Treatment for Rotator Cuff Tendonitis

Treatment for Rotator Cuff Tendonitis

February 26, 2014

What Is It?

A common condition and one of the chief causes of shoulder pain, rotator cuff tendinitis refers to inflammation of the tendons in the shoulder. The shoulder is a very complex ball and socket joint, where the ball of the upper arm fits into the socket of the shoulder, with the collarbone in front and the shoulder blade behind. The rotator cuff refers to four different muscles and their associated tendons that form a cap over the ball of the shoulder, holding it in place while permitting a great range of motion. When these tendons suffer inflammation, it is referred to as rotator cuff tendinitis.

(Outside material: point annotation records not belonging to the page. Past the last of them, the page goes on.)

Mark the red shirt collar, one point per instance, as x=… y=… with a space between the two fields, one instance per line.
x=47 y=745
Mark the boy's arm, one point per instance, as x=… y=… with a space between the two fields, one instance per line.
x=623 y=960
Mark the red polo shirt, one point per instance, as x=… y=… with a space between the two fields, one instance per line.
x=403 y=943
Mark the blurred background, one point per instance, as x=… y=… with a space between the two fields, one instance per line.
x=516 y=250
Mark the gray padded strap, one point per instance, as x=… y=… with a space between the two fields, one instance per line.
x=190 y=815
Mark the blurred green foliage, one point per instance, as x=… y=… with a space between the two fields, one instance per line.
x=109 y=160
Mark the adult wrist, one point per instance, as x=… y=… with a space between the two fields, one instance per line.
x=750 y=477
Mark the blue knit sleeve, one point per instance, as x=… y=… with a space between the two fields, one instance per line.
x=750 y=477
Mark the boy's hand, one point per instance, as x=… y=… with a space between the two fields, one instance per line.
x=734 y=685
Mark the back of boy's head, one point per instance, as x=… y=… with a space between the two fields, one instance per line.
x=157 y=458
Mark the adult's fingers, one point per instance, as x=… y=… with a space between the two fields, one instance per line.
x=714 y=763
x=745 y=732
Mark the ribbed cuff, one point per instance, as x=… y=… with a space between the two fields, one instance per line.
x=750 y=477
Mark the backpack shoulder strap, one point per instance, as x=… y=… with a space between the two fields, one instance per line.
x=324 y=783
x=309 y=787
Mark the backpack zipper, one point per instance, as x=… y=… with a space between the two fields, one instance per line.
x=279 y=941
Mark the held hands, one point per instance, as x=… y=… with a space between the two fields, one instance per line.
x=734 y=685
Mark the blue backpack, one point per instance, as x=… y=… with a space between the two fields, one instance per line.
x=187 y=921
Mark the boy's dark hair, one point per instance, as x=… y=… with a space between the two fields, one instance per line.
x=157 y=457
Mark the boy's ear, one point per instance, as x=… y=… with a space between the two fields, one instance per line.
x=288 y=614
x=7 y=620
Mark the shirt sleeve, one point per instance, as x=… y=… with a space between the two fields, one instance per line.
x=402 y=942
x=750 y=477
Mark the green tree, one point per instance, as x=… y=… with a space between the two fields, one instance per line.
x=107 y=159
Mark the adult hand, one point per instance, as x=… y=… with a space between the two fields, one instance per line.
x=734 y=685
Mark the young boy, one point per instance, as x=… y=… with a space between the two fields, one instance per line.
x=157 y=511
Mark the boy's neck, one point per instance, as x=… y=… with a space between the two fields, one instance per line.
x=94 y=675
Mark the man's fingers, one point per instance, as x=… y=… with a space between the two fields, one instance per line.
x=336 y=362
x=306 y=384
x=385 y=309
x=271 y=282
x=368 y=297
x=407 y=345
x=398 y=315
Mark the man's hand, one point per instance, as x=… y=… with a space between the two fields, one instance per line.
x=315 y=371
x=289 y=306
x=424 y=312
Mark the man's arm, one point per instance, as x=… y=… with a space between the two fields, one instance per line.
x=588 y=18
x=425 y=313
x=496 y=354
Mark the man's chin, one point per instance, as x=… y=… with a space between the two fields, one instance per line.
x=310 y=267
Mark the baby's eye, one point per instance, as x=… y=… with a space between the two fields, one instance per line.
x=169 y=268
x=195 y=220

What Are The Major Symptoms?

  • Changing the position of the arm is painful, such as lifting it over your head or returning it to a lowered position.
  • The shoulder will be stiff and sore, with minor swelling.
  • The pain is usually not very severe, and in the early stages of such an injury people often ignore it and continue to use their arm normally, worsening the condition.

Regardless of the symptoms, the exact cause of shoulder pain can be complex to diagnose and should be left to a medical doctor. Once you know your diagnosis, effective treatment can begin.

What Causes Rotator Cuff Tendinitis?

Because of how complex the shoulder joint is and how frequently it is used, it is relatively easy to damage the rotator cuff. Young athletes who use their arms frequently, and especially perform large motions or lift their arms over their heads (such as swimmer and tennis players) are particularly susceptible, as are people who approach middle age.

What Are The Treatment Options?

Activity modification (especially avoiding overhead activities) and rest are frequently recommended, as are over-the-counter anti-inflammatory drugs to reduce pain and swelling. Exercise therapy is a mainstay. It helps restore a normal range of motion to the shoulder, stretching and strengthening muscles and tendons that have become inflamed. Occasionally rotator cuff inflammation can actually be the result of a rotator cuff tear. A doctor should evaluate this possibility, as surgery may be required.